1/17/2014 5:06:00 AM,
Jeff D. Gorman
(CN) - A high school assistant principal did not prove he was defamed by a newspaper that covered a fight involving his sons, the Virginia Supreme Court ruled.
Phillip Webb, who was an assistant principal at Oscar Smith High School in Chesapeake, sued the publisher of the Virginian-Pilot for an article about November 2008 fight.
The newspaper reported that Webb's sons, Brian and Kevin, went to the home of Patrick Bristol to retaliate for Patrick and his friends making a confrontational visit to the Webb home two nights earlier.
At the Bristol house, the Webb boys got into a physical confrontation with Patrick's father, the article stated.
The Virginian-Pilot noted that Kevin Webb was a track star at Great Bridge High School and was allowed to stay on the team after he and his brother were charged with felonies and convicted of misdemeanors. Kevin went to college on a track scholarship.
The newspaper stated that Patrick was offered the chance to finish his senior year at a different school. He dropped out instead, got a GED and was looking into a shipyard apprenticeship, according to the Virginian-Pilot.
Reporter Louis Hansen quoted a school spokesperson who denied that Kevin Webb received preferential treatment because of his father's position.
Phillip Webb complained in his libel lawsuit that Hansen's story gave the false implication that he "had engaged in unethical conduct by obtaining preferential treatment for his son."
The trial jury ruled in Webb's favor and awarded him $3 million. But the defendant moved to strike the verdict, and the trial judge agreed.
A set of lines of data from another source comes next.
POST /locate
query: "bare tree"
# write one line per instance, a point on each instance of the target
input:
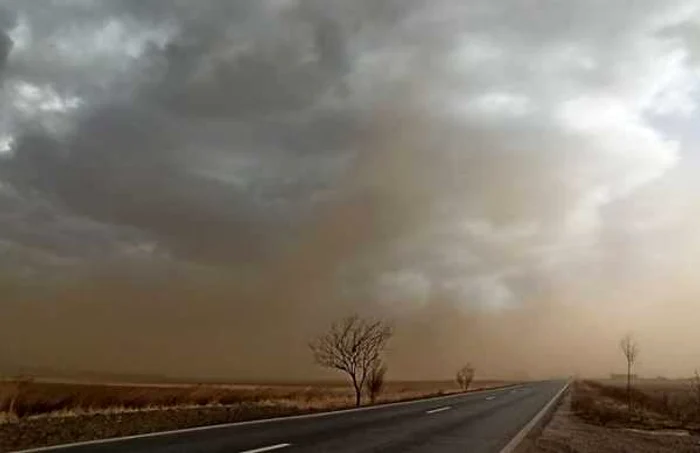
(375, 380)
(465, 375)
(353, 346)
(630, 349)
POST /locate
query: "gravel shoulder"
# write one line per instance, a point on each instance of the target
(567, 433)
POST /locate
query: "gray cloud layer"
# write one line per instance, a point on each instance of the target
(489, 152)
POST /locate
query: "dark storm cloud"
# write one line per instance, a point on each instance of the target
(279, 157)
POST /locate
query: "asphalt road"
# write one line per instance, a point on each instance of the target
(479, 422)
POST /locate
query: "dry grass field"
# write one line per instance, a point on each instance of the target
(656, 404)
(20, 399)
(36, 414)
(594, 418)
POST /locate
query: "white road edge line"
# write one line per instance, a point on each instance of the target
(517, 440)
(270, 448)
(263, 421)
(439, 409)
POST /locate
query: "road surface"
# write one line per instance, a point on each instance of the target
(479, 422)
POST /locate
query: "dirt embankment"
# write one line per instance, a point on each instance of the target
(593, 418)
(36, 414)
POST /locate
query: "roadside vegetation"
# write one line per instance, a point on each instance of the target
(656, 404)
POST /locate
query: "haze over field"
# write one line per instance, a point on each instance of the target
(196, 188)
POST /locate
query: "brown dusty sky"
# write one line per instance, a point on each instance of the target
(197, 189)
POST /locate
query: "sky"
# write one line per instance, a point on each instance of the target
(198, 188)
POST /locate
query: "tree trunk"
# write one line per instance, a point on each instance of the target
(629, 386)
(358, 391)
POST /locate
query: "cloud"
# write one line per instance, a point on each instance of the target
(482, 152)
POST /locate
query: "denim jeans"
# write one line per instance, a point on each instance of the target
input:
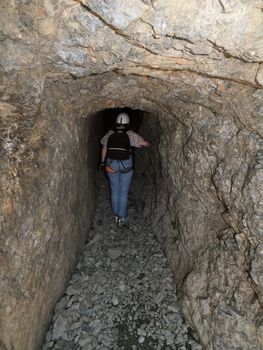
(119, 184)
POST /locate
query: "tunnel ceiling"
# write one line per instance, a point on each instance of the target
(150, 55)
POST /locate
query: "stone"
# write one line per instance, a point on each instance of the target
(199, 90)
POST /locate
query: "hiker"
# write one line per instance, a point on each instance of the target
(116, 158)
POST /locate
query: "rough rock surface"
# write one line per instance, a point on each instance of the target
(122, 294)
(197, 66)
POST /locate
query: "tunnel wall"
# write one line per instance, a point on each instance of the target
(204, 213)
(46, 220)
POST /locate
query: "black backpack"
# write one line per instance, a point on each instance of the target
(118, 146)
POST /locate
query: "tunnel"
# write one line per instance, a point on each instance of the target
(194, 75)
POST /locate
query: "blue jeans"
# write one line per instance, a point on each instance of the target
(119, 184)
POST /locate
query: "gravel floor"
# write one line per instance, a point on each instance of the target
(121, 295)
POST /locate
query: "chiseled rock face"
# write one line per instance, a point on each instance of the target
(197, 66)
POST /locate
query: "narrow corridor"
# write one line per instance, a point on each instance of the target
(121, 295)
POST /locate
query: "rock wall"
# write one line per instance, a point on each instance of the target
(204, 213)
(196, 66)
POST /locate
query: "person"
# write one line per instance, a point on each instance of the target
(116, 158)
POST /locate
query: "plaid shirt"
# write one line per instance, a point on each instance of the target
(135, 139)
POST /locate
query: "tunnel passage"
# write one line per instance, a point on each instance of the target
(198, 71)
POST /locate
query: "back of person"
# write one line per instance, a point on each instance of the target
(117, 160)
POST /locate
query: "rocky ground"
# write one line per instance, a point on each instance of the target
(121, 295)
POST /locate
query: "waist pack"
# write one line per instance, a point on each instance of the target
(109, 170)
(118, 145)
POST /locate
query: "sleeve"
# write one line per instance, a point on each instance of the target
(135, 139)
(105, 138)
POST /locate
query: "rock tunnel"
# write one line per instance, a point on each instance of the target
(195, 71)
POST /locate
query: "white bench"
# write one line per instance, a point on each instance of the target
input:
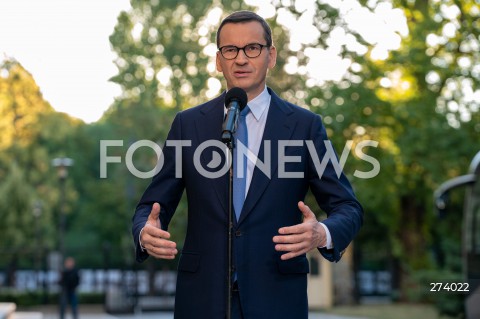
(27, 315)
(7, 309)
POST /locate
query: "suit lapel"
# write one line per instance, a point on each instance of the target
(279, 126)
(209, 127)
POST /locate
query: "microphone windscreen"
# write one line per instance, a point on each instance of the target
(238, 94)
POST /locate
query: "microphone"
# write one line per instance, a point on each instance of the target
(235, 100)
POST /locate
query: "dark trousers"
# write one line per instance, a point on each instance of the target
(68, 297)
(236, 305)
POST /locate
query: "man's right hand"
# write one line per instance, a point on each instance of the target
(155, 240)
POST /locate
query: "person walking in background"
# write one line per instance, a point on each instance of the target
(273, 228)
(69, 281)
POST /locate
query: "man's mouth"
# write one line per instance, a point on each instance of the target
(241, 73)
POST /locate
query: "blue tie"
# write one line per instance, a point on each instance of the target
(240, 180)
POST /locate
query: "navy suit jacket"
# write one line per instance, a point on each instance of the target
(269, 287)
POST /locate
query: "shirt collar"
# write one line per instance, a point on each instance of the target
(259, 104)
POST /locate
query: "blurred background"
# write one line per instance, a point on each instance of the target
(403, 73)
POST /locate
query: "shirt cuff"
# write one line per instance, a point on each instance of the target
(139, 240)
(329, 244)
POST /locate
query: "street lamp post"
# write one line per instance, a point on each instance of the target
(37, 212)
(62, 164)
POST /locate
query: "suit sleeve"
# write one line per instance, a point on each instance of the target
(334, 195)
(166, 189)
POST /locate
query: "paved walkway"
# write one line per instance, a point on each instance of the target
(169, 315)
(97, 312)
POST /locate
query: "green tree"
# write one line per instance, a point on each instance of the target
(419, 103)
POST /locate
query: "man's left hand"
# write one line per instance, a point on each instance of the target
(300, 239)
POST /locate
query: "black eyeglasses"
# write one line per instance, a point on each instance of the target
(252, 50)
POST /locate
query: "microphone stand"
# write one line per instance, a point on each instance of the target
(227, 138)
The Virginia Supreme Court upheld the ruling in the newspaper's favor despite its statement that the account of the aftermath of the fight insinuated that Kevin Webb "may have benefited from special treatment."
"Nevertheless, the article does not create a reasonable implication that Phillip solicited or procured the insinuated special treatment. It does not state or suggest that Phillip undertook any affirmative action to arrange or endorse the school system's disciplinary response to the incidents," Justice William C. Mims wrote for the court.